第二部―第一章〈下〉『ウィー・カム・トゥ・ザ・ユナイテッド・ステイツ』

 五分後

 流輝は『クトゥルフ』に乗り、壱番艦で出撃を待っていた。ちなみに『ナイア』は弐番艦の方に格納されていた。

 「さて、次はどんな敵ですことやら」

 『流輝君、こちらで手に入れた情報を送る、役立ててくれ』

 「はい」

 返事をすると同時に幾つかの情報が送られてくる。

 敵は邪神、数は一から二、『シュブ・ニグラス』の正面から向かって来ているらしく、到達するまでは後二分ぐらいであるらしい。

 『ハッチ、開きます』

 「はい、いつでも」

 流輝が答えるのと同時に、目の前の壁が開き、外へと通じる。外と言っても上空一二○○○mの空中ではあるが

 『クトゥルフ』を一歩一歩動かし、開いたハッチに近づいて行く。反重力発生装置を展開し、いつでも飛べるようにしておく。

 「『クトゥルフ』行きます!!」

 『あぁ、行って来い』

 一息に飛びだすとすぐに反重力発生装置の出力を最大にして、真っ直ぐ前に向かって飛んで行く。

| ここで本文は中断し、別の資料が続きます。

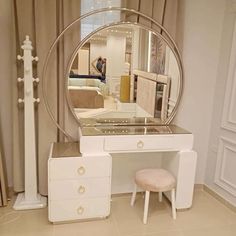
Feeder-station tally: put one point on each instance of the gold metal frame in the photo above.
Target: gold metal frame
(166, 37)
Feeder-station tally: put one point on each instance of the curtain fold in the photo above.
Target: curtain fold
(42, 20)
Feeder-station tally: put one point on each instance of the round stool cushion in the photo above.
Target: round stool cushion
(155, 180)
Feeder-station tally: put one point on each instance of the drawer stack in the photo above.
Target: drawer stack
(79, 187)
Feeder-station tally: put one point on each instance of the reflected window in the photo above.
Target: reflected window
(93, 22)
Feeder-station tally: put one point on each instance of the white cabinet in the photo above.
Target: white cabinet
(78, 187)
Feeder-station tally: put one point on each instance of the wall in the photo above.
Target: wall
(199, 36)
(6, 79)
(220, 173)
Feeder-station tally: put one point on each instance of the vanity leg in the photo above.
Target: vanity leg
(183, 166)
(133, 195)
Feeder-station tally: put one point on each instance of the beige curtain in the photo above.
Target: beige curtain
(42, 20)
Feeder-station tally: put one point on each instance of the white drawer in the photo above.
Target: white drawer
(82, 188)
(78, 209)
(79, 167)
(138, 143)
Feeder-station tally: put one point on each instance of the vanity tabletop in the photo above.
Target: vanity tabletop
(132, 130)
(87, 122)
(66, 149)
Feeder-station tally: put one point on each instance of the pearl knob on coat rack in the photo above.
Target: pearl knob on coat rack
(30, 199)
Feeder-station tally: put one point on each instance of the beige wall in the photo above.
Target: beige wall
(6, 62)
(201, 31)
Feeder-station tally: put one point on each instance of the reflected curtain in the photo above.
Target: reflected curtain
(42, 20)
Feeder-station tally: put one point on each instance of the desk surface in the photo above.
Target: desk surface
(132, 130)
(66, 149)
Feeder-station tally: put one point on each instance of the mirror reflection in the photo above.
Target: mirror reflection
(124, 71)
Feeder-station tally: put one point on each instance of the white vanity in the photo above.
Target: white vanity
(80, 178)
(80, 173)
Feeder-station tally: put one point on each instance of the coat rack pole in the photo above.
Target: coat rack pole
(30, 199)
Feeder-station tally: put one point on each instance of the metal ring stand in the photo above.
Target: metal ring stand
(166, 37)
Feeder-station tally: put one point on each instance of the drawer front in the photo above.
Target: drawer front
(78, 209)
(82, 188)
(138, 143)
(83, 167)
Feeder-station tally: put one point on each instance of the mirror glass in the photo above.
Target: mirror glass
(124, 72)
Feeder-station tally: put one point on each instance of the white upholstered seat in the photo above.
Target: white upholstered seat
(154, 180)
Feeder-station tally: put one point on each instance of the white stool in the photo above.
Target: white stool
(154, 180)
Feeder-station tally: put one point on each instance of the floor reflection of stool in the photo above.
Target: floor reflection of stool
(154, 180)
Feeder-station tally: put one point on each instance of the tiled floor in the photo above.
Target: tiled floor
(207, 217)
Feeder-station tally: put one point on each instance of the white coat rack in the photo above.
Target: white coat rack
(30, 199)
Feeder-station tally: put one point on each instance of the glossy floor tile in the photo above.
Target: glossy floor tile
(207, 217)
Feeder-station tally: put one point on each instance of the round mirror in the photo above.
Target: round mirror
(124, 72)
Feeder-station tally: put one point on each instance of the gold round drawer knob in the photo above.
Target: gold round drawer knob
(81, 170)
(81, 189)
(80, 210)
(140, 144)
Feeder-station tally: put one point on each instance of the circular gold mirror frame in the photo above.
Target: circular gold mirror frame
(169, 40)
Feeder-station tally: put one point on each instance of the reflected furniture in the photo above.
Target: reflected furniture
(89, 83)
(153, 92)
(154, 180)
(85, 98)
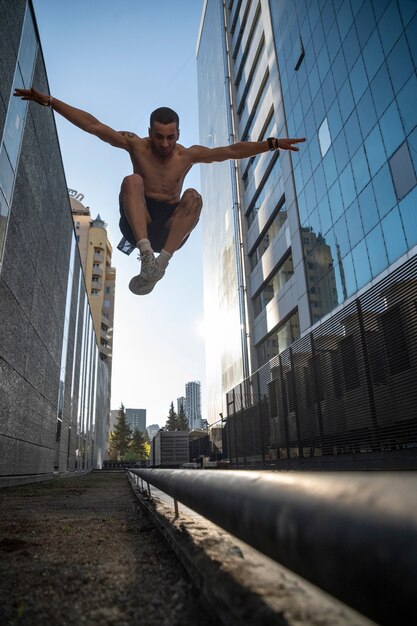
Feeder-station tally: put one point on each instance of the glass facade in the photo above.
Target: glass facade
(15, 122)
(50, 353)
(322, 224)
(224, 360)
(353, 96)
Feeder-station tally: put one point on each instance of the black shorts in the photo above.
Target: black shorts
(158, 229)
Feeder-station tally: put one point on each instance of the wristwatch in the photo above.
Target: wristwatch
(273, 143)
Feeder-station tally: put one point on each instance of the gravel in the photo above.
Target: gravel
(78, 551)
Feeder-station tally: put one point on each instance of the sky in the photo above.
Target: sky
(119, 61)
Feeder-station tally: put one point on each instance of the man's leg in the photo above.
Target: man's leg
(134, 206)
(137, 214)
(184, 219)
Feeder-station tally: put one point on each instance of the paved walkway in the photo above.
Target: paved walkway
(77, 551)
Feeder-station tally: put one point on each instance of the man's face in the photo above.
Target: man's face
(163, 138)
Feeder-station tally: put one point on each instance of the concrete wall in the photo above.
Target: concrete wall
(34, 278)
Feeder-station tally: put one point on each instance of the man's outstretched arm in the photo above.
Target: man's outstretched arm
(79, 118)
(241, 150)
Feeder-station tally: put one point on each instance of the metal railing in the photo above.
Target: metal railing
(345, 390)
(352, 534)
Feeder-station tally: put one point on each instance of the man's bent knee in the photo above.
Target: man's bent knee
(192, 195)
(133, 182)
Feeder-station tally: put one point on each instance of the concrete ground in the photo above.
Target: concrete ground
(96, 550)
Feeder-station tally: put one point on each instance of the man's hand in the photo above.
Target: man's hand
(287, 144)
(33, 94)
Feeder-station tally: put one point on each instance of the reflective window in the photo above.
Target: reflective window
(360, 169)
(334, 119)
(376, 250)
(282, 275)
(384, 191)
(362, 266)
(349, 274)
(373, 55)
(347, 185)
(407, 104)
(344, 19)
(391, 128)
(375, 150)
(351, 48)
(368, 208)
(402, 171)
(400, 64)
(346, 102)
(270, 234)
(339, 70)
(354, 223)
(366, 113)
(330, 171)
(381, 88)
(340, 150)
(358, 79)
(329, 90)
(320, 182)
(325, 214)
(353, 134)
(407, 10)
(390, 27)
(365, 23)
(408, 214)
(341, 236)
(336, 202)
(394, 235)
(412, 144)
(411, 34)
(333, 40)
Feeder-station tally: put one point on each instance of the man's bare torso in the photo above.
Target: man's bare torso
(163, 177)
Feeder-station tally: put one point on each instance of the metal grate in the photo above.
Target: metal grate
(349, 387)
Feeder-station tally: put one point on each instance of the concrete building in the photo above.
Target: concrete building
(54, 398)
(136, 418)
(152, 430)
(290, 240)
(182, 401)
(193, 404)
(100, 277)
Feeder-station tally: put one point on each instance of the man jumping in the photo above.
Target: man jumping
(154, 216)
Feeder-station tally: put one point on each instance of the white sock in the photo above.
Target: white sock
(144, 245)
(163, 259)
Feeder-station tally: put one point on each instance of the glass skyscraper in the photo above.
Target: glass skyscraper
(290, 240)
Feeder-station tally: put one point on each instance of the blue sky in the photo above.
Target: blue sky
(119, 61)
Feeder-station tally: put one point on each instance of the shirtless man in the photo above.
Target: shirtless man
(154, 216)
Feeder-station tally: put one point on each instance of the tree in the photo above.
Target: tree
(182, 420)
(138, 446)
(172, 421)
(121, 436)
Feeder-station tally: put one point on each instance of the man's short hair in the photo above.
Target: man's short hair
(164, 115)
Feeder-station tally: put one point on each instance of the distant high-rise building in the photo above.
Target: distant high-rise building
(182, 402)
(152, 430)
(136, 418)
(100, 277)
(291, 238)
(193, 403)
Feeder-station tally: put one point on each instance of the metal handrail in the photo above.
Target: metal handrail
(354, 534)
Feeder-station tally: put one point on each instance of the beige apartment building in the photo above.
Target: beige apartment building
(100, 277)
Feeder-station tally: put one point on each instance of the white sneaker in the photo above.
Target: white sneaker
(149, 275)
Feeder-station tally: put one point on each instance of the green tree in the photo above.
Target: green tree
(182, 419)
(120, 437)
(172, 421)
(138, 446)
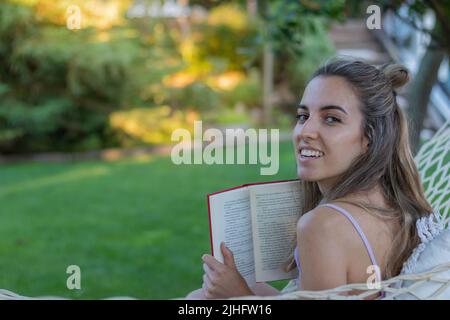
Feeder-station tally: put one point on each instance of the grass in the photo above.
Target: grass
(136, 227)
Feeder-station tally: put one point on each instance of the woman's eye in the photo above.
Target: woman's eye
(333, 119)
(301, 117)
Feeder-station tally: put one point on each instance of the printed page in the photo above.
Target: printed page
(275, 209)
(229, 213)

 少し離れたところで『ナイア』が飛んでいるのも確認できた。

 通信を繋げると、流輝はミリアに話しかける。

 「どうです、調子は」

 『最高、修復も完全、ところで『コス』は?』

 「まだ出られないようです、遠隔操作のチューニングが終わってないらしく」

 『本当、使えないね』

 「そうですね」

 そんな無駄話をしていると、『クトゥルフ』が敵影をキャッチした。

 ズームをして見てみると、それは独特な形状をした戦闘機型の機体だった。二機いるが、それぞれ色と形状は違っていたが、とてもよく似た機体だった。

 「これは?」

 『楽勝そう、私から行くよ!!』

 「あ、ミリア!!」

 ミリアは『ナイア』にライフルを構えさせると、少し黒色をした機体に向けて弾を一発撃った。

 しかし、かわされる。

 ミリアは予想通りとでも言いたげに、かわした機体の方に向かって飛ぶと、ナイフを突き刺そうとする。

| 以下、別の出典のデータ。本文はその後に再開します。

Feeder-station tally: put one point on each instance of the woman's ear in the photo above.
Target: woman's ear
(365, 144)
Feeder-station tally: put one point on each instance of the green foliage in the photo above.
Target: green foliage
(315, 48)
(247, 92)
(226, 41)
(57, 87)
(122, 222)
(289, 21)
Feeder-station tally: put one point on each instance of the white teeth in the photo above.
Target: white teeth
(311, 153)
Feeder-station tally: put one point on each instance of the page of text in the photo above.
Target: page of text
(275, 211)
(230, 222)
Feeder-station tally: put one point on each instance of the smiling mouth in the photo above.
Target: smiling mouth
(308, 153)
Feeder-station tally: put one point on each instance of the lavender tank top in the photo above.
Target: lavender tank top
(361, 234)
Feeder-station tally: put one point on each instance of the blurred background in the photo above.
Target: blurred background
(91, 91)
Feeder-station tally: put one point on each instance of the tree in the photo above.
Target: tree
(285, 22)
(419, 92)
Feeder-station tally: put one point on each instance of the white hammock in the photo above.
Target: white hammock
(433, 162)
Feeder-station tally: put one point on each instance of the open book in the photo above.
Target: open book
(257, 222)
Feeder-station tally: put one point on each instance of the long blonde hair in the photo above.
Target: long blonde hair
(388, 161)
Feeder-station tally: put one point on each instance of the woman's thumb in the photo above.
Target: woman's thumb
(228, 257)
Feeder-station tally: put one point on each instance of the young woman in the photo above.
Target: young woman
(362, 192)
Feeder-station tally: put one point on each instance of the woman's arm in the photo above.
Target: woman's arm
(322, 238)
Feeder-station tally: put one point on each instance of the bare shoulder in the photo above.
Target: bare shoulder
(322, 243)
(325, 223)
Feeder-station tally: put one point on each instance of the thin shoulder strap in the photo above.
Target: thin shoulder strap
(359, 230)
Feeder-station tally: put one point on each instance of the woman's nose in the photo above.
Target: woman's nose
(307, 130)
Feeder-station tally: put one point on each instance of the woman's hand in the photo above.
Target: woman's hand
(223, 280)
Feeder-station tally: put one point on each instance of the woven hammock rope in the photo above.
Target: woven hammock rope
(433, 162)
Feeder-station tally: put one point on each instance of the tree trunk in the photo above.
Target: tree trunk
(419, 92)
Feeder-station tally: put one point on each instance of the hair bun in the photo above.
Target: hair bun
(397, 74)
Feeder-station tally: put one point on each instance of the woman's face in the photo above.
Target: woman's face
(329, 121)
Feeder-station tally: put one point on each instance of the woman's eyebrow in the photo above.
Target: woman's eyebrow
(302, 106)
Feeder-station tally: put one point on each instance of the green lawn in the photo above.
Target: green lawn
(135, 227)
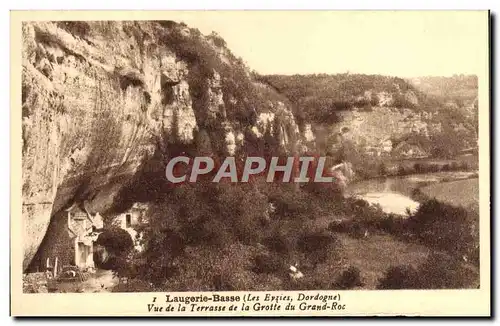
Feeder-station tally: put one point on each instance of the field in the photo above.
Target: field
(459, 193)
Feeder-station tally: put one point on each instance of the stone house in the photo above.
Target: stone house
(130, 220)
(74, 232)
(83, 229)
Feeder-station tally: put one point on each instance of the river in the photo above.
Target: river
(393, 194)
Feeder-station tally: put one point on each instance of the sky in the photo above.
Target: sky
(404, 44)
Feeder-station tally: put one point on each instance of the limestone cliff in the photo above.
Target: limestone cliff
(98, 97)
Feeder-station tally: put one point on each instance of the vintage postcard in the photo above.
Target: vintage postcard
(250, 163)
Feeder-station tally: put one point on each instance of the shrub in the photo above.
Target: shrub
(443, 227)
(442, 271)
(399, 277)
(318, 247)
(268, 263)
(349, 279)
(439, 271)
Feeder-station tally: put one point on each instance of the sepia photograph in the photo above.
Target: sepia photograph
(260, 160)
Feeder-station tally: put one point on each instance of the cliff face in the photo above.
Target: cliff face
(97, 99)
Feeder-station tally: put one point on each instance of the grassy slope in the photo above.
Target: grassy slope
(463, 192)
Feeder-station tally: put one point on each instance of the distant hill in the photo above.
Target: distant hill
(319, 97)
(460, 89)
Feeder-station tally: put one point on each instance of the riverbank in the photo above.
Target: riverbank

 が、敵はレーザーを放ち、『ナイア』を牽制すると、離れて行こうとする。

 『クソッ!!』

 ミリアも一旦離れると、兵装を変え高機動用のパックに切り替え、サブマシンガンを二丁手にする。

 そして、もう一度突っ込んで行こうとする。

 が、敵が不思議な動きを見せたので、一旦止まらざるを得なかった。

 「ミリア、あれって……」

 『まさか、ね』

 敵は両方とも可変すると、一機が上にもう一機が下に来ると、お互いがお互いに近づいて行き、合体した。

 そして、人型となると、上半身の機体にマウントされていたビームライフルを構えると、いきなり撃って来た。

 ミリアと流輝はそれを躱すと同時に叫んだ。

 「『マジか!?』」

 『二人とも、あれは『ツァール』と『ロイガー』だ、合体可変機だ、気を付けたまえ』

 「………はい」

 流輝は『ハイドラ』を撃ちだし、合体した『ツァール』と『ロイガー』を同時に捕獲しようとする。

 が、ビームライフルで応戦され、触手を焼かれる。

 流輝はそれを見て『ハイドラ』を『シュブ・ニグラス』内部に送ると、『ダゴン』を構えて接近戦を挑むことにする。

 と、『ツァール』『ロイガー』はビームライフルの銃身を掴むと、そのままそれで殴りかかってくる。

 「なんて雑なっ!!」

 流輝は開いて左腕でどれを払うと、『ダゴン』を胴体部分に叩きこもうとする。

 すると『ツァール』『ロイガー』は二つに分かれ、可変すると二つに分かれ上下に飛ぶと、『クトゥルフ』の攻撃を躱した。

 「んな!!」

 『すごい動きだね』

 ミリアは流輝にそう言いつつ、サブマシンガンを『ロイガー』に向かって乱射するが、なかなか当たらない。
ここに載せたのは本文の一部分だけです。